Mustang sales off like a bullet
By Earle Eldridge, USA TODAY
The 2005 Ford Mustang.
By Tim Dillon, USA TODAY
The redesigned 2005 Ford (F) Mustang appears to be a hit before it hits the street. Mustang, an icon among muscle-car lovers, has drawn more traffic to Ford Motor's Web site than any other vehicle ever, with more than 200,000 people supplying personal information to get brochures.
That's well ahead of the Ford Escape hybrid, the No. 2 vehicle on the Web site with 60,000 requests.
And although the Mustang doesn't go on sale until October and pricing hasn't been finalized, dealers have been swamped with deposits and orders.
"I've got 12 sold orders already," says dealer Frank Rodriguez of Greenway Ford in Orlando. "There is not a day that goes by without someone visiting our Web site or showroom asking about it."
At invitation-only events where Ford offers test drives of its new Five Hundred sedan, new Freestyle crossover-utility vehicle and the Mustang, people are waiting in line up to two hours to drive the Mustang.
"We had one gentleman who flew to Detroit from Knoxville, drove the Mustang and flew back home," says Paul Russell, Mustang marketing manager.
The new Mustang's styling draws heavily from the 1967 version, including interior treatment.
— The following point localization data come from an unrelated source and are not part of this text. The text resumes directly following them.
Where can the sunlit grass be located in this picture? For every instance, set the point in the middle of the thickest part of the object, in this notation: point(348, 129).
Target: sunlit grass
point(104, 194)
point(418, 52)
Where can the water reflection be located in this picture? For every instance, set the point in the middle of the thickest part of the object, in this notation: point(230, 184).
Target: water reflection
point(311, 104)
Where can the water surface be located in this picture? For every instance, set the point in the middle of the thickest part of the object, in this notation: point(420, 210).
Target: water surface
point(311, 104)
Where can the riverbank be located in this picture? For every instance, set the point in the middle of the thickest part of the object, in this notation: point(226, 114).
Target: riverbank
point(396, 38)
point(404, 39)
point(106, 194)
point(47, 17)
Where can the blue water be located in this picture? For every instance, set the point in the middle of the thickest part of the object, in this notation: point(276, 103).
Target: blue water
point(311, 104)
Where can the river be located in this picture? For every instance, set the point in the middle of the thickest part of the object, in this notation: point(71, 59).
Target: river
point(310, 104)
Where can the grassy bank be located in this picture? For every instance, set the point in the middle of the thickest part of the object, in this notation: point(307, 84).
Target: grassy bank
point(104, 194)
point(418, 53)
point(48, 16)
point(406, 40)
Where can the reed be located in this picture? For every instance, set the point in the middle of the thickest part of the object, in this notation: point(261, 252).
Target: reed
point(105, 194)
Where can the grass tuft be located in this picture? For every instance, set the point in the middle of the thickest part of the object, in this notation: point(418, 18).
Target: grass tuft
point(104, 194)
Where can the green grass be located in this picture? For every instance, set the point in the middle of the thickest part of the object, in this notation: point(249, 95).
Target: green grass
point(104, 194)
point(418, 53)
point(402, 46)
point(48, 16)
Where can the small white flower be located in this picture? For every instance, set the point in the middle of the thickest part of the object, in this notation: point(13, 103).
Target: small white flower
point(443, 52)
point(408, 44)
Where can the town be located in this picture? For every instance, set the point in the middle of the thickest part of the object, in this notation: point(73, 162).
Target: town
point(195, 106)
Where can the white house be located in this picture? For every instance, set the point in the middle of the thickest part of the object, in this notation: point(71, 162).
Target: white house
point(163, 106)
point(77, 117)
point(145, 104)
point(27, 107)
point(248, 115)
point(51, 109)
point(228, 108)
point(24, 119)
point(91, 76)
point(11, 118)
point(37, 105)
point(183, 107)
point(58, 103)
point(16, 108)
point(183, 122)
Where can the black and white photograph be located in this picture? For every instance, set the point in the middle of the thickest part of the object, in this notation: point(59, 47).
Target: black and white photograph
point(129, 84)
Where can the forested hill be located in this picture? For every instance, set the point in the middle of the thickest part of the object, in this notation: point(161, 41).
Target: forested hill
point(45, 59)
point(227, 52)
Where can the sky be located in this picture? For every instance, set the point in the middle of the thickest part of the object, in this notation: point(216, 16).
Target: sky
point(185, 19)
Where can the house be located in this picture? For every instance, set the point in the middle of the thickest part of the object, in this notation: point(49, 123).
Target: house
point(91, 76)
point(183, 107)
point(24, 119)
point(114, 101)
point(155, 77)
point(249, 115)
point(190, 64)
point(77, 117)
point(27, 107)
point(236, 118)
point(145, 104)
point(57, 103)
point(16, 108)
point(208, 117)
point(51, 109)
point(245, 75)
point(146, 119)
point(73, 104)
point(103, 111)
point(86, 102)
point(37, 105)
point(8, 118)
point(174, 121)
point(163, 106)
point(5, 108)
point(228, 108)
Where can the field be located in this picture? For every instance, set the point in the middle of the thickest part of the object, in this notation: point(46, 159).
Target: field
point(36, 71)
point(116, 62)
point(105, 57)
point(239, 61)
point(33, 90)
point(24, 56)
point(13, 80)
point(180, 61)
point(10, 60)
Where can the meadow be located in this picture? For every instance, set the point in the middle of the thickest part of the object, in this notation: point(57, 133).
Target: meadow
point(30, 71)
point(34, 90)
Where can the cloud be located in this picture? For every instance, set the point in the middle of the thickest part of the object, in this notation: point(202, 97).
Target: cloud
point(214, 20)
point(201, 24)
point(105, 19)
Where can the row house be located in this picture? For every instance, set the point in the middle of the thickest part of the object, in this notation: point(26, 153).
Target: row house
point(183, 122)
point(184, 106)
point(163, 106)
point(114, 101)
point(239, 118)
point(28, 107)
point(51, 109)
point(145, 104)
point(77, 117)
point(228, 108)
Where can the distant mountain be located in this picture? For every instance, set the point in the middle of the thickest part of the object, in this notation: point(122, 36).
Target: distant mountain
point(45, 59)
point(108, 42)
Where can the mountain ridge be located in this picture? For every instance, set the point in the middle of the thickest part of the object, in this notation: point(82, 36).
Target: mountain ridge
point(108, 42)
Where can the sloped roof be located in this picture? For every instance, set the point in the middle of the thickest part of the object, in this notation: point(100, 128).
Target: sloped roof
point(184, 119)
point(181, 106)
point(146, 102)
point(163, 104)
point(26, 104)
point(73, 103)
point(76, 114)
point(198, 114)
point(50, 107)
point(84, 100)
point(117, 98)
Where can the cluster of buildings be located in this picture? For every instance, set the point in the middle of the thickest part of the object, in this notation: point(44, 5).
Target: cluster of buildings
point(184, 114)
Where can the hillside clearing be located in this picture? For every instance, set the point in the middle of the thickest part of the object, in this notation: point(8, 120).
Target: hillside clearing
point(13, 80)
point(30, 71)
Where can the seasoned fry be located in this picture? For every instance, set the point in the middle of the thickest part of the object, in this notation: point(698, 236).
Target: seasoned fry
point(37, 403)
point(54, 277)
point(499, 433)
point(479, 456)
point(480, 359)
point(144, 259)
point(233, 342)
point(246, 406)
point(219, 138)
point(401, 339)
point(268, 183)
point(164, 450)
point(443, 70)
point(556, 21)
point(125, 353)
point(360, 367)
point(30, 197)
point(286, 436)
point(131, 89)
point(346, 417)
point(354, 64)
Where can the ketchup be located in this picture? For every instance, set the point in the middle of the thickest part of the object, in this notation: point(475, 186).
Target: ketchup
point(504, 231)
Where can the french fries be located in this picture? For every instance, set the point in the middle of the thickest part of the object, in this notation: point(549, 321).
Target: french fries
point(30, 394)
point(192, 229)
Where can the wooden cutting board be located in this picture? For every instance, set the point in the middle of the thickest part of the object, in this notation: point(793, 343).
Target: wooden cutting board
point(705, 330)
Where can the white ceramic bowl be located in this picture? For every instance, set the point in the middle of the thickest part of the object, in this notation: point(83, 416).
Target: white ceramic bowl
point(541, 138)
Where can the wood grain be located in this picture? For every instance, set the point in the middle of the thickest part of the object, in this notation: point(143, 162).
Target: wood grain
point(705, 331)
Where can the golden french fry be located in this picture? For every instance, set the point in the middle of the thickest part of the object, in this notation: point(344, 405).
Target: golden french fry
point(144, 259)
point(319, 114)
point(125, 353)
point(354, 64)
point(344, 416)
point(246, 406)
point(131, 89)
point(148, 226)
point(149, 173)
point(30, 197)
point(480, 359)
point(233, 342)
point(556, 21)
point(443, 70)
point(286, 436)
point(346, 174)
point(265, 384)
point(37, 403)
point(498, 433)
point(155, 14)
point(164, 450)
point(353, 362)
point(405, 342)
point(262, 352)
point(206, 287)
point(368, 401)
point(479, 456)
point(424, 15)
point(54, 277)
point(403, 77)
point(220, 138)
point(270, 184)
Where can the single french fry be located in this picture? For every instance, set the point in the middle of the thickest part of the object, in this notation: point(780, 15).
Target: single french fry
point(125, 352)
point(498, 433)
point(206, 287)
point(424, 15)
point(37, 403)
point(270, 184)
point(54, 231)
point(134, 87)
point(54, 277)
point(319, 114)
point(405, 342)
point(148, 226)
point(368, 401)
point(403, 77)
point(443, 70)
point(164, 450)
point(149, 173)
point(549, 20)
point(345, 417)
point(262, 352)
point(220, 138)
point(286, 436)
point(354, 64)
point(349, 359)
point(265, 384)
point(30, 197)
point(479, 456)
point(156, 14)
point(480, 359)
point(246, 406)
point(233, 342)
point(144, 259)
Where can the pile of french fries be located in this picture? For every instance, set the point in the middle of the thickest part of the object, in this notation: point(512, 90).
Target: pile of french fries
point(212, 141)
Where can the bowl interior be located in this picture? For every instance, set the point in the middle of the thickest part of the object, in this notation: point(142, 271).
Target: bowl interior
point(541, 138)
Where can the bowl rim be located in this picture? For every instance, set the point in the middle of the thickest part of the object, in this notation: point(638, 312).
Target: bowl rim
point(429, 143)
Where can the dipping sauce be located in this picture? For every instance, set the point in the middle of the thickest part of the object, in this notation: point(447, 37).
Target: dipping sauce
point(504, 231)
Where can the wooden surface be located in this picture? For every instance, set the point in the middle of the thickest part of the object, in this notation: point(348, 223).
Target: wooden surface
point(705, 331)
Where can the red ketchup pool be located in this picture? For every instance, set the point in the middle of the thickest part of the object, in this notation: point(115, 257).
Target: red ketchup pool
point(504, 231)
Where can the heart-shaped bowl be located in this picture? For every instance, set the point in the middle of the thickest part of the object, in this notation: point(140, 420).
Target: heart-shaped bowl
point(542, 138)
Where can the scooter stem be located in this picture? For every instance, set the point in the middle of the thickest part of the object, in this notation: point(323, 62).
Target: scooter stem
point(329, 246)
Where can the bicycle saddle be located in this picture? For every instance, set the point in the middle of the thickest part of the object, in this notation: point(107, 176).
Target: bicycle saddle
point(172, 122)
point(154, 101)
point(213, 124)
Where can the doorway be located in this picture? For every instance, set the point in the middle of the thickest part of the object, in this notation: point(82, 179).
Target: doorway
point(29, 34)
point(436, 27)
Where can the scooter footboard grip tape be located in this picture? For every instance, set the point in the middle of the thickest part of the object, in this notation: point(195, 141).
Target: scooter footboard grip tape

But it also has a bold, aggressive stance that appeals to sports-car enthusiasts.
Ford says it will deliver a V-6 version of the Mustang for about $20,000 and a GT model with a 300-horsepower V-8 engine for about $26,000.
The Mustang coupe will be built first, with a convertible coming in the spring.
While Ford is confident that the 2005 Mustang will outpace its predecessor, which sold 150,000 last year, there are no grand illusions of topping 1966, Mustang's best year ever. With three factories pumping out Mustangs back then, sales topped 566,000.
A single plant, in Flat Rock, Mich., will build the 2005 Mustang. The plant has an annual production capacity of 300,000, but it also builds the Mazda 6 sedan, hatchback and wagon. Last year, the plant built 83,000 Mazda 6 models.
Ford executives are excited about the Mustang because twentysomething customers have shown interest.
"Quite frankly, we haven't had a lot of product that has drawn the attention of a new generation of buyers," Russell says. "Now, we get young people stopping us to take pictures of the car, and their eyes light up when we tell them you can get one for about $20,000."
But Mustang loyalists have been the biggest boosters.
Rachel Emmons of Alexandria, Va., ordered her 2005 Mustang GT several months ago to go along with her 1967 model.
"People ask me how much am I paying for it, and I say, 'I don't know,' " Emmons says.
She's president of the National Capital Region Mustang Club, which has about 450 members in Virginia, Maryland and Washington, D.C.
Emmons says she was hesitant to get the 2005 Mustang. "Then I sat in it and said to myself, 'Who am I kidding? I have to get this car.' "
She says several Mustang club members already have vehicle identification numbers for the 2005 Mustangs they ordered, and some of them know exactly where on the line their vehicle will be built. Emmons' Mustang will be the 835th built.
Ford likely has a home run with the new Mustang, says Bruce Belzowski, assistant research scientist for the Office for the Study of Automotive Transportation. "The Mustang's retro look and retro styling have generated the kind of buzz that any car company would love to have."
But Belzowski says only time will tell if the buzz for the Mustang will spread to other Ford cars.